And speaking of Jackson, Gingrich didn’t help himself with Republicans by his comment to the Los Angeles Times. Defending his invitation to Jackson to sit in his box during the State of the Union address, the speaker said: ” I’m courting every American of any background.” Implicit was the notion that Gingrich’s critics objected to Jackson only because he’s black, rather than because he is a left-wing demagogue and sworn political foe of long standing.
The invitation seems to have been part of a courtship ritual on Gingrich’s part, a reciprocation for Jackson’s having hosted Gingrich on his television talk show, the only such venue Gingrich has appeared on since the election. And like the elaborate mating dances of certain spider families, this one, we think, has a foreordained outcome.

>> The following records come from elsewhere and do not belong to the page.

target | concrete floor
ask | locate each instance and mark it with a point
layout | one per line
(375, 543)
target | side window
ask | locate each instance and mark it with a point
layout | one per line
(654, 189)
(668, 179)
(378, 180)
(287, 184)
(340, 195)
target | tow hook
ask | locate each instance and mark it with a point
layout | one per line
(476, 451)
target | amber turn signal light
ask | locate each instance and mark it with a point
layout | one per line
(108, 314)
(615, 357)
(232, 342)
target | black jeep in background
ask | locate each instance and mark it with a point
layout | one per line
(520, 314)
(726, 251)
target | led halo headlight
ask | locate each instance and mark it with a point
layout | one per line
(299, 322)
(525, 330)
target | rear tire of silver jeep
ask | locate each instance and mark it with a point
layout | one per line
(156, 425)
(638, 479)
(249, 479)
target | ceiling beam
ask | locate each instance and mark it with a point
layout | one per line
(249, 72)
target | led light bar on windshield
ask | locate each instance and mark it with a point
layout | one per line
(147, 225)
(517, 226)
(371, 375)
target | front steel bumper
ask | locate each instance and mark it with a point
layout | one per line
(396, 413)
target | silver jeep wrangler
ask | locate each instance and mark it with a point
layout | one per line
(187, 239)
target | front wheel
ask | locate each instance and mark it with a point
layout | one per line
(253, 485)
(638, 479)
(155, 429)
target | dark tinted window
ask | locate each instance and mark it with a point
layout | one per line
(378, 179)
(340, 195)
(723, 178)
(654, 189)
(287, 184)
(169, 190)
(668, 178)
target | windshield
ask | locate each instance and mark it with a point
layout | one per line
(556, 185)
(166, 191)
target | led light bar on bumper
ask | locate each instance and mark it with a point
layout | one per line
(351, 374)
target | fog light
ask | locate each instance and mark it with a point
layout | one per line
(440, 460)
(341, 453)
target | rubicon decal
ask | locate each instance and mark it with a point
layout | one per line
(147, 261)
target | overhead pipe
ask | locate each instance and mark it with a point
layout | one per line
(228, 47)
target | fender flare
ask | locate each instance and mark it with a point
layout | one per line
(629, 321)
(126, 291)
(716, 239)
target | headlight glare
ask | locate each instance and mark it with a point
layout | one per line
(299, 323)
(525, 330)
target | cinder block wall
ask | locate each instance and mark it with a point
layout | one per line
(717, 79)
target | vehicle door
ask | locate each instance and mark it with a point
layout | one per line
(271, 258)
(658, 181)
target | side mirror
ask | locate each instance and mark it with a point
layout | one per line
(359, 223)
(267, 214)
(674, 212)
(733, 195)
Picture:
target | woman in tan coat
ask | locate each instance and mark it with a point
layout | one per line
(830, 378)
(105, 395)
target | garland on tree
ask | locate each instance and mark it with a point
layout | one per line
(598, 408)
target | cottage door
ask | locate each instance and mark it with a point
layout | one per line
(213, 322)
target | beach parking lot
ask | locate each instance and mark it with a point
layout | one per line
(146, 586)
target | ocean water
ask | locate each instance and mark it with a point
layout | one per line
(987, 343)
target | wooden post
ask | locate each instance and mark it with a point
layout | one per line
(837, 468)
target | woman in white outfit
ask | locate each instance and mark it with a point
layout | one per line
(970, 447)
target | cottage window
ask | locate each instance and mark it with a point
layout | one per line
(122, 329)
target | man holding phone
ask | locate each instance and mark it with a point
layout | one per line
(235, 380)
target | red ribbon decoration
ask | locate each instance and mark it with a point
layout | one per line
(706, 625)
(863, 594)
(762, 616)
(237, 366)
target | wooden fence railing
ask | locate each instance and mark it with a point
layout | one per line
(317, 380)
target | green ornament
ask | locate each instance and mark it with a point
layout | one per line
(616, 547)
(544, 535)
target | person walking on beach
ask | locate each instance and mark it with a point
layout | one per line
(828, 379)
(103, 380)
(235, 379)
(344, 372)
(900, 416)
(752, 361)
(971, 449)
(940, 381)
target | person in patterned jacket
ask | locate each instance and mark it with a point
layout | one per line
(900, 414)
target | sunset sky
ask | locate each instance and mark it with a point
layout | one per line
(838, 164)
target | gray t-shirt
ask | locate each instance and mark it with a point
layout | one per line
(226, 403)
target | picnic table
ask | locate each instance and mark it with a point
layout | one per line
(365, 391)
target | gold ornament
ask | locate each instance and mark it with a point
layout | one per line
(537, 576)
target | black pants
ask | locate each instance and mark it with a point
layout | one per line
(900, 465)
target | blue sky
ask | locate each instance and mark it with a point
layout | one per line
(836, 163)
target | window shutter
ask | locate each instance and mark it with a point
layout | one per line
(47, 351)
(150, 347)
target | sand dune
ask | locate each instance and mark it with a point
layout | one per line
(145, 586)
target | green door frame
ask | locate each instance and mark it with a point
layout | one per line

Jesse Jackson, you see, rejects Newt Gingrich and all his works. Just after the ’94 election, he said that Gingrich had “declared war on the poor.” But not to worry, Jackson added: “We survived George Wallace. We survived [segregationist senator] Bilbo. We’ll survive Newt Gingrich.” And at a Jackson-organized march in May 1995 dubbed “From Newt’s Nightmare to Dr. King’s Dream,” Jackson urged his followers to oppose the speaker’s “hateful, hurtful rhetoric” and then, with no hint of irony, warned the speaker that ” the hostility, the hurt, the scapegoating, the name-calling has to stop.” At last year’s Democratic convention, Jackson praised President Clinton as “our first line of defense against Newt Gingrich’s Contract on America, a right- wing assault on our elderly, our students, and our civil rights.”
What’s more, when Jackson called it “an insult” that Bob Dole and Newt Gingrich did not attend the funeral of commerce secretary Ron Brown, who do you suppose returned fire? Freshman Republican J. C. Watts, who decried “the politicization of this tragedy . . . by Mr. Jackson or anyone else.”